You can check the Libs out at K5 up in Encinitas. I'm assuming you live in SD not South Dakota(they probably don't have the internet there yet) The Lynn has a mellow MTX. They have the Rice, Skunk, Lynn. Also Hansens has a bunch of Libs too.


----------



## DiamondCarver (Jan 27, 2009)

Burton sucks!


----------



## Qball (Jun 22, 2010)

DiamondCarver said:


> Burton sucks!


----------



## walove (May 1, 2009)

the phoenix (the lynn being slightly narrower and softer with 0.5" set back then the lando with 1" setback) has close to a 9m sidecut, good for high speed turns Good all mountain board. the trs and skunk apes( wide version of the trs) are true twins with a more freestyle focus, the dark series is a similar board with the "extra technology" and price. The Rice is stiffer then them all and will perform in freeride terrain. It it was me in your position i would go for the jamie lynn phoenix, just a great all mountain board.


----------



## new here (Nov 17, 2010)

*question*

Big decision here, Im 6'0 150 lbs. and sz 13 boot. Do I go with the Lib Technologies T.Rice Pro Model C2 BTX 161.5 board or the Lib Technologies Skunk Ape C2 BTX Snowboard - 157 Wide? I know I need a wide board because of the big feet but the Trice is already wide too. So will there be overhang with the Trice or what? any suggestions. Was prob goina go with the Union asdachi 3 bindings also. Please throw some advice my way. Peace


----------



## Lstarrasl (Mar 26, 2010)

new here said:


> Big decision here, Im 6'0 150 lbs. and sz 13 boot.
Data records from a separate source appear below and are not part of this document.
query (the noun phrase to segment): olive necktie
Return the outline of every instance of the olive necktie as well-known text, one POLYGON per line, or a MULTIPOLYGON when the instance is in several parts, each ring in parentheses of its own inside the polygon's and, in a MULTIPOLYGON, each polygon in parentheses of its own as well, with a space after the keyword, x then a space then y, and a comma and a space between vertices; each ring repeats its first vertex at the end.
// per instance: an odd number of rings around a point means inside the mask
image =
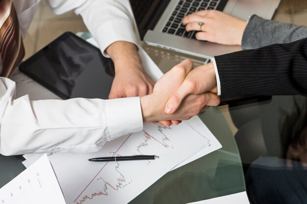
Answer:
POLYGON ((1 76, 7 77, 25 56, 16 11, 11 0, 0 0, 1 76))

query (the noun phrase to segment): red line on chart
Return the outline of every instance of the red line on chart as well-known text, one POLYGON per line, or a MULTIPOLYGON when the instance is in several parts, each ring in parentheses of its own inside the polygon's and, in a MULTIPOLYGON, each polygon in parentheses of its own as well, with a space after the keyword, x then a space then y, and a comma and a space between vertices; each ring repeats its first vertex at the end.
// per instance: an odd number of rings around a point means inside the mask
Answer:
MULTIPOLYGON (((125 140, 125 141, 123 142, 123 143, 121 145, 121 146, 120 146, 120 147, 118 148, 118 149, 117 149, 117 150, 116 150, 116 151, 114 153, 114 154, 112 156, 112 157, 113 157, 116 154, 116 153, 118 151, 118 150, 119 150, 119 149, 121 148, 121 147, 122 147, 123 146, 123 145, 124 145, 124 144, 125 144, 125 143, 127 141, 127 140, 128 139, 128 138, 129 137, 130 137, 130 136, 131 136, 131 135, 132 135, 132 133, 130 134, 130 135, 129 135, 129 136, 128 136, 127 137, 127 138, 125 140)), ((86 186, 86 187, 85 187, 85 188, 83 189, 83 190, 82 191, 82 192, 80 193, 80 194, 79 194, 79 195, 78 196, 78 197, 76 199, 76 200, 75 200, 75 201, 74 201, 74 203, 76 202, 76 201, 78 199, 78 198, 79 198, 79 197, 80 197, 80 196, 81 196, 81 194, 82 194, 83 193, 83 192, 84 192, 84 191, 86 189, 86 188, 87 188, 87 187, 88 187, 89 185, 90 185, 90 184, 92 183, 92 182, 93 182, 93 181, 94 181, 94 180, 95 179, 95 178, 96 178, 96 177, 97 176, 98 176, 98 174, 99 174, 99 173, 102 170, 102 169, 103 169, 103 168, 104 168, 104 167, 106 165, 106 164, 108 164, 109 162, 107 162, 106 163, 105 163, 105 164, 104 164, 104 165, 103 166, 102 166, 102 168, 101 168, 101 169, 100 170, 99 170, 99 171, 98 172, 98 173, 97 173, 97 174, 95 176, 95 177, 93 178, 93 179, 92 180, 92 181, 90 181, 90 182, 88 184, 87 184, 87 185, 86 186)))

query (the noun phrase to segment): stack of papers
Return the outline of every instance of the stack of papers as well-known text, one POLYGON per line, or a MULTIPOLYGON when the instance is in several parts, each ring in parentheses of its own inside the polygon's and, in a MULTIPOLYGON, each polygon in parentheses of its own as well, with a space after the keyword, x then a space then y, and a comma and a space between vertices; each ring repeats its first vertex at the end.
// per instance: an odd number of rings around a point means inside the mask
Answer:
MULTIPOLYGON (((95 45, 95 42, 92 43, 95 45)), ((145 50, 140 48, 139 54, 145 70, 157 80, 162 73, 145 50)), ((41 86, 23 78, 27 77, 18 72, 12 78, 17 81, 17 93, 19 95, 29 94, 30 98, 38 99, 37 91, 37 91, 37 87, 41 86), (23 92, 24 90, 27 92, 23 92)), ((44 89, 39 89, 41 88, 44 89)), ((50 96, 50 99, 57 98, 45 91, 43 95, 50 96)), ((146 124, 143 131, 108 142, 98 152, 51 153, 48 157, 67 204, 120 204, 130 202, 168 172, 221 147, 221 144, 196 116, 171 127, 146 124), (151 160, 108 162, 87 160, 136 155, 155 155, 160 158, 151 160)), ((40 157, 37 154, 25 155, 26 160, 23 163, 28 167, 40 157)))
POLYGON ((4 204, 65 204, 46 155, 0 189, 4 204))

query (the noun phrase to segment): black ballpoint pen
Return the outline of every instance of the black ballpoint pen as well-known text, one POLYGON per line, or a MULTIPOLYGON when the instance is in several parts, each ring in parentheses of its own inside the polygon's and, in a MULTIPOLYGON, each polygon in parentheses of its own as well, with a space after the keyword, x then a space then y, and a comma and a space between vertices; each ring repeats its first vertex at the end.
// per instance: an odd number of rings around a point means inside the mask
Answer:
POLYGON ((97 158, 90 159, 87 160, 90 161, 117 161, 154 159, 155 159, 158 158, 159 158, 159 157, 155 155, 135 155, 134 156, 99 157, 97 158))

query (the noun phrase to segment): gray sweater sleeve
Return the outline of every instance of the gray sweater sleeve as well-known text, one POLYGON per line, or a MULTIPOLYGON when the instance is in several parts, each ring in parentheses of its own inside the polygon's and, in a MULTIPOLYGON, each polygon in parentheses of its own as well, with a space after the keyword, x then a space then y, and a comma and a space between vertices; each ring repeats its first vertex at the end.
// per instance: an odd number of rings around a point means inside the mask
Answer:
POLYGON ((250 18, 243 33, 242 47, 256 49, 307 38, 307 27, 267 20, 256 15, 250 18))

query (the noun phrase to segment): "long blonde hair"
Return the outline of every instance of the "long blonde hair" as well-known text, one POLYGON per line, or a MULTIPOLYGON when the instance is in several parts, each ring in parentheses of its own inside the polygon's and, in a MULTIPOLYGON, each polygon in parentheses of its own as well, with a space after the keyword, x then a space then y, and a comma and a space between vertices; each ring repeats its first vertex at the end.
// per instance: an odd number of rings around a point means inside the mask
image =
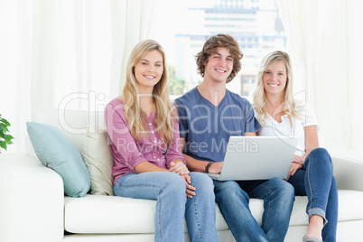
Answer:
POLYGON ((153 40, 145 40, 135 46, 128 59, 126 81, 120 99, 124 104, 125 115, 131 135, 136 140, 140 140, 148 133, 148 128, 144 121, 143 111, 140 107, 139 88, 137 79, 135 77, 135 66, 144 56, 154 50, 162 54, 163 67, 162 78, 153 88, 153 99, 156 107, 155 126, 164 144, 170 145, 173 135, 172 118, 175 118, 175 116, 174 111, 172 110, 172 107, 169 99, 165 52, 159 42, 153 40))
POLYGON ((261 61, 260 68, 257 74, 257 86, 253 93, 254 108, 258 114, 258 121, 264 126, 267 119, 267 112, 265 107, 267 105, 267 98, 264 88, 264 81, 262 79, 265 71, 277 61, 283 61, 286 67, 286 86, 284 94, 284 112, 287 115, 290 124, 293 126, 292 117, 296 116, 296 103, 293 99, 293 70, 291 66, 290 57, 286 52, 275 51, 267 54, 261 61))

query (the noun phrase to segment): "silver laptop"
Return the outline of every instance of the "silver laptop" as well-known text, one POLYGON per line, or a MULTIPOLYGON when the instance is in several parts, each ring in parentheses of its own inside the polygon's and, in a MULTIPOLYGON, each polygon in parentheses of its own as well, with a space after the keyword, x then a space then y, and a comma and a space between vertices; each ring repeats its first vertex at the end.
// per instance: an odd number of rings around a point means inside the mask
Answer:
POLYGON ((277 136, 230 136, 219 181, 286 179, 297 138, 277 136))

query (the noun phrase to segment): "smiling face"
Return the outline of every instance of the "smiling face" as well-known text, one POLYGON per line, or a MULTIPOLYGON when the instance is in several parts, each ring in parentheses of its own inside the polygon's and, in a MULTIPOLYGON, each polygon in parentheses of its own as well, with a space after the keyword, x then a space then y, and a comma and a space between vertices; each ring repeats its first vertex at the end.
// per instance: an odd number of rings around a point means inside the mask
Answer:
POLYGON ((159 82, 163 73, 163 55, 154 50, 145 54, 134 70, 141 93, 152 93, 154 87, 159 82))
POLYGON ((278 60, 268 67, 262 76, 262 80, 266 95, 284 95, 287 83, 287 71, 284 61, 278 60))
POLYGON ((233 70, 233 56, 227 48, 219 48, 216 53, 209 55, 204 65, 205 79, 226 82, 233 70))

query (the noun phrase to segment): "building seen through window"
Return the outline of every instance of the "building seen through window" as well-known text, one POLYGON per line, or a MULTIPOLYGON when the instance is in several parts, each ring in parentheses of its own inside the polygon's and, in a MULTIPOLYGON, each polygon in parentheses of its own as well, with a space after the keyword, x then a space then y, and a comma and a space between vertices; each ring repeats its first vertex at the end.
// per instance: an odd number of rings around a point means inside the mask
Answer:
POLYGON ((212 34, 228 33, 238 42, 244 53, 242 70, 227 88, 244 97, 254 91, 262 58, 286 49, 275 0, 206 1, 203 6, 188 6, 186 14, 192 27, 175 33, 175 63, 169 70, 172 95, 182 95, 201 82, 194 56, 212 34))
Do I go with the Lib Technologies T.Rice Pro Model C2 BTX 161.5 board or the Lib Technologies Skunk Ape C2 BTX Snowboard - 157 Wide? I know I need a wide board because of the big feet but the Trice is already wide too. So will there be overhang with the Trice or what? any suggestions. Was prob goina go with the Union asdachi 3 bindings also. Please throw some advice my way. Peace


What kind of riding are you doing?


----------



## new here (Nov 17, 2010)

probably a little bit of park and some just down the mountain. The condiitions are goina be that of the east coast.


----------



## walove (May 1, 2009)

skunk ape it is, no question. It'll just be a more fun board to ride.


----------



## thecadgod (Nov 2, 2010)

So I cant speak for those other boards but I can talk about the TRS C2. Great board. Im love it. In the powder it is amazing. I cant wait till my next heli trip. The rocker on the nose keeps the nose outa the snow with ease. The magnatraction really digs in on the groom runs. The board turn with no effort in soft snow it is a great board in powder it is even better. On the hard pack groom snow it is a bit squirly. I can not hold the speeds I used to on the steep hard snow. The magnatraction helps hold a edge and is great. Thanks to everyone. Ride or die!


----------



## ylnad123 (Jan 2, 2010)

walove said:


> the phoenix (the lynn being slightly narrower and softer with 0.5" set back then the lando with 1" setback) has close to a 9m sidecut, good for high speed turns Good all mountain board. the trs and skunk apes( wide version of the trs) are true twins with a more freestyle focus, the dark series is a similar board with the "extra technology" and price. The Rice is stiffer then them all and will perform in freeride terrain. It it was me in your position i would go for the jamie lynn phoenix, just a great all mountain board.


I am pretty sure the dark series is stiffer than the t.rice.


----------



## carverboy (Jan 3, 2011)

I'm riding the T. Rice 157 I'm 168 pounds 5'8" I have not ridden the Dark series but the rice is pretty darn stiff. It slays powder and ollies well. Magnatraction sealed the deal for me as we have a lot of ice here in the south east. I find the rocker to take a lot less effort to ride than my camber boards. I do miss the serious pop out of a turn you get with conventional camber but the C-2 seems like a good compromise.
I did not care for the regular banana boards I rode last year as they seemed to dead coming from camber. I would not ride a rocker without some form of mag on it.


----------